It’s no secret that David Bowie loved Philadelphia.
He saw some of his earliest live-performance successes as the androgynous, gender-bending, bisexual, glam-rock hero Ziggy Stardust at Upper Darby’s Tower Theater in 1972 and ‘73; he made himself a fixture at other local clubs such as Artemis. A year later, as a Diamond Dog, he would return to Upper Darby shorn (mostly) of the glitter for the rough-edged concert recording of “David Live.” Several months after his time in Darby, he would return again, only this time for sessions at North 12th Street’s Sigma Sound Studio for the plastic soul of “Young Americans.”
“David loved Philly, I don’t need to tell you that,” said Tony Visconti, the producer beside Bowie on many of his finest albums — from the aforementioned works to 1970s “The Man Who Sold the World,” the experimental Berlin period of “Low, Heroes and Lodger” and the final four albums of Bowie’s life, including “Blackstar,” released earlier this year, just days before his passing.
On April 2, Visconti’s Holy Holy will appear at the Tower Theater in tribute to Bowie’s hard-rock classics.
Visconti and Ziggy Stardust’s Spiders from Mars drummer Woody Woodmansey were last in the Philadelphia area when they played Phoenixville as Holy Holy, an ensemble dedicated to playing “The Man Who Sold the World” — the first album of Bowie’s that both Woodmansey and Visconti played upon (the latter as bassist and producer) — and other early Bowie rockers. The album was never played live as, shortly after its release, Bowie began work on the flighty pop of “Hunky Dory,” then Ziggy.

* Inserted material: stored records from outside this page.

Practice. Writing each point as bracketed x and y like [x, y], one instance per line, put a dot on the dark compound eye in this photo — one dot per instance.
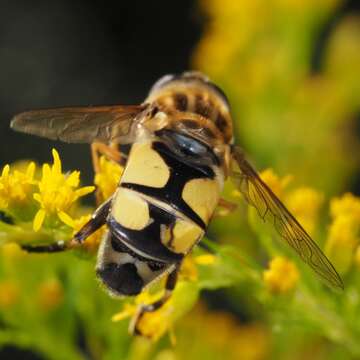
[189, 146]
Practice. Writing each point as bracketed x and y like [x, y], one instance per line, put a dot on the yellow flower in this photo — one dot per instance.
[16, 187]
[357, 256]
[275, 183]
[343, 237]
[108, 177]
[57, 191]
[348, 204]
[50, 294]
[305, 203]
[9, 293]
[189, 270]
[154, 325]
[282, 275]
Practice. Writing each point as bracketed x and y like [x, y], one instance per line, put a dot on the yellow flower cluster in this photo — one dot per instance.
[282, 275]
[57, 192]
[155, 324]
[275, 183]
[51, 197]
[344, 231]
[16, 186]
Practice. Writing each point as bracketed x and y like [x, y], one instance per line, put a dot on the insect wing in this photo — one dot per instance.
[269, 207]
[80, 124]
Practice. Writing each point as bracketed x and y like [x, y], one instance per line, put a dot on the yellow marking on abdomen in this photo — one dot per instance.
[202, 195]
[186, 235]
[146, 167]
[130, 210]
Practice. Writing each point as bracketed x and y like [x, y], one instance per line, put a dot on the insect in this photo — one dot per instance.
[182, 151]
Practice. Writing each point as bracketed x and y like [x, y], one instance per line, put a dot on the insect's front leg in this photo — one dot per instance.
[97, 220]
[111, 152]
[169, 288]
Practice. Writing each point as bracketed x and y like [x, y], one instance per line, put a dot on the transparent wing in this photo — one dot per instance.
[269, 207]
[79, 124]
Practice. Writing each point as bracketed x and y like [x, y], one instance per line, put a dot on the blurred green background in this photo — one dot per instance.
[291, 70]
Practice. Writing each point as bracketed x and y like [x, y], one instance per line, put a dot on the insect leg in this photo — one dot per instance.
[111, 152]
[97, 220]
[169, 287]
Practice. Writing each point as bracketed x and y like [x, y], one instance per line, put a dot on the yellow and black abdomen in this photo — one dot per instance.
[164, 201]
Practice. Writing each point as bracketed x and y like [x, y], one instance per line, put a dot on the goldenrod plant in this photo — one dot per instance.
[296, 124]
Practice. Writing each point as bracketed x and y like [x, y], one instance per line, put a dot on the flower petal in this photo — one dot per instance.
[39, 219]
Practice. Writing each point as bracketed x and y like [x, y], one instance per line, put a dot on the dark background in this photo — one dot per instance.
[62, 53]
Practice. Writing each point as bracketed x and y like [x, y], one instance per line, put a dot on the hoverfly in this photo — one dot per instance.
[182, 151]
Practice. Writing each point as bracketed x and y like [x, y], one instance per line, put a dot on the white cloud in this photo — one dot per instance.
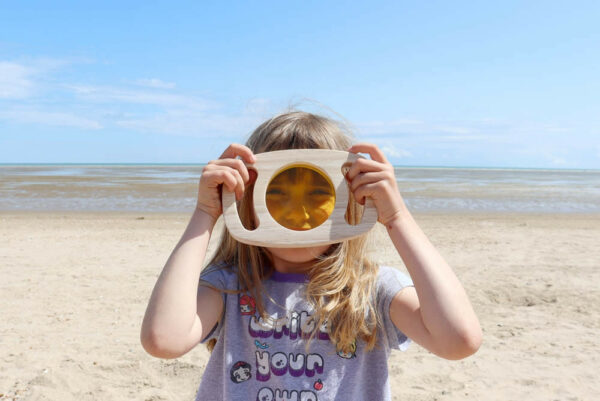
[155, 83]
[199, 124]
[15, 81]
[61, 119]
[391, 150]
[107, 94]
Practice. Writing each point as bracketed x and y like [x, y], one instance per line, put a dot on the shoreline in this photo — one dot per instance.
[76, 284]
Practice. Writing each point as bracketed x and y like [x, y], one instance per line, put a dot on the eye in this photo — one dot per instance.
[320, 192]
[275, 191]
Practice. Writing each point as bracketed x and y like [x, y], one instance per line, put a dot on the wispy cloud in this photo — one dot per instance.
[16, 81]
[199, 124]
[38, 117]
[111, 94]
[155, 83]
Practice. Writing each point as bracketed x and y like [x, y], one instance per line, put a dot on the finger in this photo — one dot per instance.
[238, 185]
[235, 164]
[372, 149]
[367, 178]
[365, 191]
[363, 165]
[221, 176]
[236, 149]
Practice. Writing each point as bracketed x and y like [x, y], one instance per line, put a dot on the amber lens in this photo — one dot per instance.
[300, 198]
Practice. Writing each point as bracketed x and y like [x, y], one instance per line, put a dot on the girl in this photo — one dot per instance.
[312, 323]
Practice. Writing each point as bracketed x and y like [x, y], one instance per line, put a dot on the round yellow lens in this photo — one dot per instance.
[300, 198]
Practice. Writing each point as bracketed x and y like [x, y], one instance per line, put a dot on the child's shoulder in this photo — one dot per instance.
[219, 274]
[388, 276]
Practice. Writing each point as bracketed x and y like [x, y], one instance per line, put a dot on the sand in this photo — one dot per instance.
[74, 288]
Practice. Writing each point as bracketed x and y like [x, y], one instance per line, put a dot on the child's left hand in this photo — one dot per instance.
[374, 178]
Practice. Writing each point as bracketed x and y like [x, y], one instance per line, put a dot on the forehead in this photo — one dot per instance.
[300, 173]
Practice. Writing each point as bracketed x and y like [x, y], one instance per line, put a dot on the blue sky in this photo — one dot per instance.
[512, 84]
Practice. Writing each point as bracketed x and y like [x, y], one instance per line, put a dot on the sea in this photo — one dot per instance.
[173, 188]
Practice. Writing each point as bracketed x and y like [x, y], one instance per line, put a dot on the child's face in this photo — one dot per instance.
[290, 260]
[300, 198]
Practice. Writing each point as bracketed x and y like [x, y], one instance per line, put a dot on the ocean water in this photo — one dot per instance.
[173, 188]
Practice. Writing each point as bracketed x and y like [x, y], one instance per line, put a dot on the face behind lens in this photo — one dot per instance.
[300, 198]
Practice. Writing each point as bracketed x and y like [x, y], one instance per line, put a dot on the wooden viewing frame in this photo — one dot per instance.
[269, 233]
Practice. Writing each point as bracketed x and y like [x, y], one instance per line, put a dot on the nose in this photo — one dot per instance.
[298, 215]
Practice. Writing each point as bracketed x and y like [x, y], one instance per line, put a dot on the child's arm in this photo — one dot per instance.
[436, 313]
[180, 313]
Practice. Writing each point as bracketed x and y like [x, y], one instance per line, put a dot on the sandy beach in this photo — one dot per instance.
[75, 287]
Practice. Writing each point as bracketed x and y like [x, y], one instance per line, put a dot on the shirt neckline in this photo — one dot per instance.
[289, 277]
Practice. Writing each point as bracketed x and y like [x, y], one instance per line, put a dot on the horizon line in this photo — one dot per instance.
[394, 165]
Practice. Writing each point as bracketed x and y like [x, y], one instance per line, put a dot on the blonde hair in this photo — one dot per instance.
[342, 280]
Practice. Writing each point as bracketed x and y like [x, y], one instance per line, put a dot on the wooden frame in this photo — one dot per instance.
[269, 232]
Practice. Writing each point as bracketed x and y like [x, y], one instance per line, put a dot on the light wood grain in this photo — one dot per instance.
[272, 234]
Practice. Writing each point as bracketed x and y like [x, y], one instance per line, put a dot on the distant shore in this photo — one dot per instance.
[75, 287]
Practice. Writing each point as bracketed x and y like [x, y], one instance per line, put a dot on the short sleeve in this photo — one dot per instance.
[389, 282]
[217, 276]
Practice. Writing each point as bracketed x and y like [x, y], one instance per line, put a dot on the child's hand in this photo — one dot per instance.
[375, 179]
[228, 171]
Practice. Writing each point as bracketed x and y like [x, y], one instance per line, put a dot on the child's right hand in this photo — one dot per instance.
[228, 171]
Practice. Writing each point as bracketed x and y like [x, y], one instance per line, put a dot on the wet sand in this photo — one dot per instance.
[75, 287]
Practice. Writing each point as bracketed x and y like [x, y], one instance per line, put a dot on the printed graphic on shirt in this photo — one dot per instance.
[271, 362]
[240, 372]
[350, 354]
[247, 305]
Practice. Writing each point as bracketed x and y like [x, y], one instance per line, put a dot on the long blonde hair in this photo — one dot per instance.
[341, 282]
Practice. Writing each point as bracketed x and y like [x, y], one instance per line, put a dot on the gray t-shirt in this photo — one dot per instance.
[263, 360]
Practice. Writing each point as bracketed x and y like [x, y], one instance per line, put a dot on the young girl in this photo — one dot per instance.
[304, 324]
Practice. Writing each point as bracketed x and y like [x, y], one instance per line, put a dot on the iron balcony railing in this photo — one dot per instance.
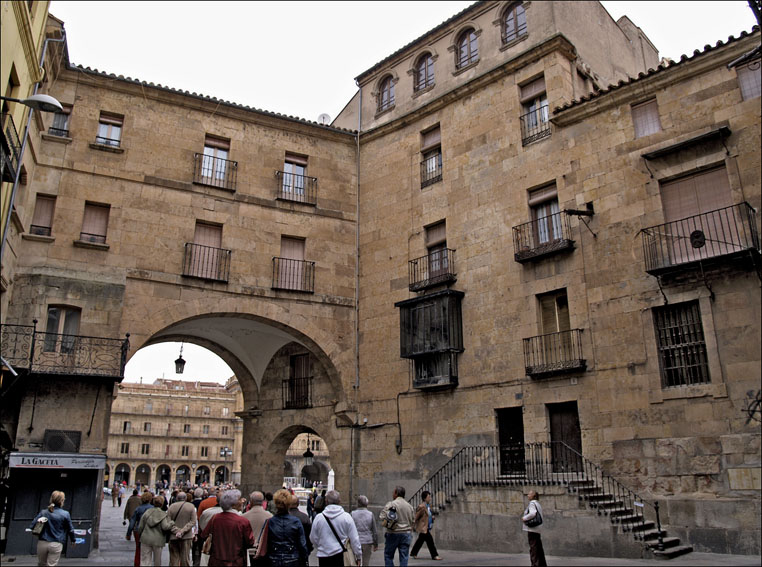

“‘The Man Who Sold the World,’ however, is where we heard so many of Ziggy’s themes,” Visconti said, referring to Stardust’s twilight sexuality, nihilistic tendencies and other space-face oddities. For the uninitiated (and there are many, as the album hardly dented U.K. or U.S. charts upon release), “The Man Who Sold the World” is famous in the Bowie catalogue for its original cover. This is the one where the singer is reclining across a velvet chaise lounge in a cream and blue satin “man’s dress” designed by famed British fashion designer Michael Fish. With his long bleached-blonde locks, a coquettish pout, that dress and that pose — all inspired by a pre-Raphaelite painting by Dante Gabriel Rossetti —Bowie’s interest in exploiting his androgyny was on full display.
Holy Holy played in Phoenixville the Friday after Bowie’s sudden passing, a tough task considering everyone in the band — Visconti in particular — were broken-hearted.
“We considered stopping the tour as we were in Toronto at the time,” said the bassist/producer, “but we kept going and asked each audience their permission to play through the grief. They were bawling their eyes out — in joy and sadness. So were we.”
It’s true that Visconti indeed cried on stage that night as he discussed his and Bowie’s love of the Philly area. Visconti also announced to the packed-to-the-rafters house in Phoenixville that Holy Holy would return this spring to the scene of the crime — the Tower Theater — to play once again.
“We’ll play that album, of course — I don’t think we’ll ever get tired of that — but we’ll always have surprises in the second half of the show,” Visconti said.
Holy Holy will probably never touch any song from Gamble and Huff’s The Sound of Philadelphia-inspired “Young Americans” but I couldn’t resist asking about that 1975 album with its original producer. Originally meant to include countless instrumentalists from the TSOP crew, these old-school gents were rumored to be leery of Bowie — perhaps his sexuality, perhaps his cultural voyeurism/vampirism — and “simply didn’t want to give David their sound,” Visconti said. Instead, Bowie rehearsed his crack band in the Sigma Sound Studio and recorded much of the soulful classic (save for “Across the Universe” and “Fame,” which were recorded at Electric Lady Studios with John Lennon in January 1975) throughout November 1974 in Philly.
“I can’t tell you how much your city meant to him — and me too,” said Visconti.